1. Inspect the database

Use tools like DBeaver or pgAdmin to connect to PostgreSQL and inspect the data through SQL queries (command-line tools also work, but a UI tends to be easier). Useful queries include:

  • SELECT * FROM project

  • SELECT * FROM semantic_data

  • SELECT * FROM representation_data

  • SELECT * FROM databasechangelog (Liquibase metadata)

To check table sizes:

SELECT table_schema,
       table_name,
       pg_total_relation_size('"'||table_schema||'"."'||table_name||'"')
FROM information_schema.tables
WHERE table_schema = 'public'
ORDER BY 3 DESC;

2. Monitor database activity

Run SELECT * FROM pg_stat_activity to list the PostgreSQL sessions. Look for clients named PostgreSQL JDBC Driver (the default Spring/Hikari pool name):

  • Multiple idle entries with SET application_name = 'PostgreSQL JDBC Driver' are the idle pool threads (expected).

  • Entries whose last query is COMMIT are threads that completed at least one transaction.

  • An idle client with a meaningful query may indicate a transaction that was never committed.

  • An active client stuck for a long time likely points to a slow query.

3. Log outbound SQL

3.1. Spring JDBC logs

Set logging.level.org.springframework.jdbc=debug to log JDBC lifecycle events, including transaction creation/commit and the SQL statements executed.

3.2. Datasource proxy logs

If you need parameter values, temporarily add the following dependency to sirius-web:

<dependency>
  <groupId>com.github.gavlyukovskiy</groupId>
  <artifactId>datasource-proxy-spring-boot-starter</artifactId>
  <version>1.9.0</version>
</dependency>

Then enable logging.level.net.ttddyy.dsproxy.listener=debug to log each statement with its bound parameters.

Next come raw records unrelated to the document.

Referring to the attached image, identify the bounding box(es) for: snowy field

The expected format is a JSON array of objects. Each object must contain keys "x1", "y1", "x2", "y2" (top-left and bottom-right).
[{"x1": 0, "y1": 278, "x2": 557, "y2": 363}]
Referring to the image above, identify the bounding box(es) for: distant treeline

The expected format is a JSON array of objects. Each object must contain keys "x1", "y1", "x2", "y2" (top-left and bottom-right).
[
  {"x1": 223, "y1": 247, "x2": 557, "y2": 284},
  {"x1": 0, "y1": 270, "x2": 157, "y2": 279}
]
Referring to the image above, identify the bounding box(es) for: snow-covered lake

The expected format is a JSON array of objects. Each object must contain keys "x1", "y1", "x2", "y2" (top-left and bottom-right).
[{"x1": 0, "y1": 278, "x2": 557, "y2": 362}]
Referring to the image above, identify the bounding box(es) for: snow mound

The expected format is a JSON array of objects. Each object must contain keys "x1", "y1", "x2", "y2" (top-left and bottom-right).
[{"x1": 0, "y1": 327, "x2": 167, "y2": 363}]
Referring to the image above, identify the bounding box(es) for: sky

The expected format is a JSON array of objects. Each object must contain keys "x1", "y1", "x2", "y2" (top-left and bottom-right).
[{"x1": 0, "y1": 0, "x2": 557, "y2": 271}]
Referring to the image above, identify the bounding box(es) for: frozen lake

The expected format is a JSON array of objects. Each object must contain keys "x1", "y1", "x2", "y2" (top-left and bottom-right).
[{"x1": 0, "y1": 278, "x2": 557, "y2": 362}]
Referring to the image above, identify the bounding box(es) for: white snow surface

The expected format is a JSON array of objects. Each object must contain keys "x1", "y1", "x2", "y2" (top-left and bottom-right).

4. Profile expensive queries

Use PostgreSQL’s EXPLAIN with ANALYZE to understand how a statement is executed:

EXPLAIN (analyze, buffers, format text)
SELECT "...";

The output shows the time spent on each plan node, which helps pinpoint the bottleneck.

5. Enable verbose PostgreSQL logs

You can configure the Dockerized PostgreSQL instance to log every detail:

docker run -p 5438:5432 --name sirius-web-postgresql \
  -e POSTGRES_USER=dbuser -e POSTGRES_PASSWORD=dbpwd -e POSTGRES_DB=sirius-web-db \
  -itd postgres -c logging_collector=on -d 5

Decrease -d (debug level) if the log becomes too verbose. Logs are typically available under /var/lib/postgresql/data/log within the container.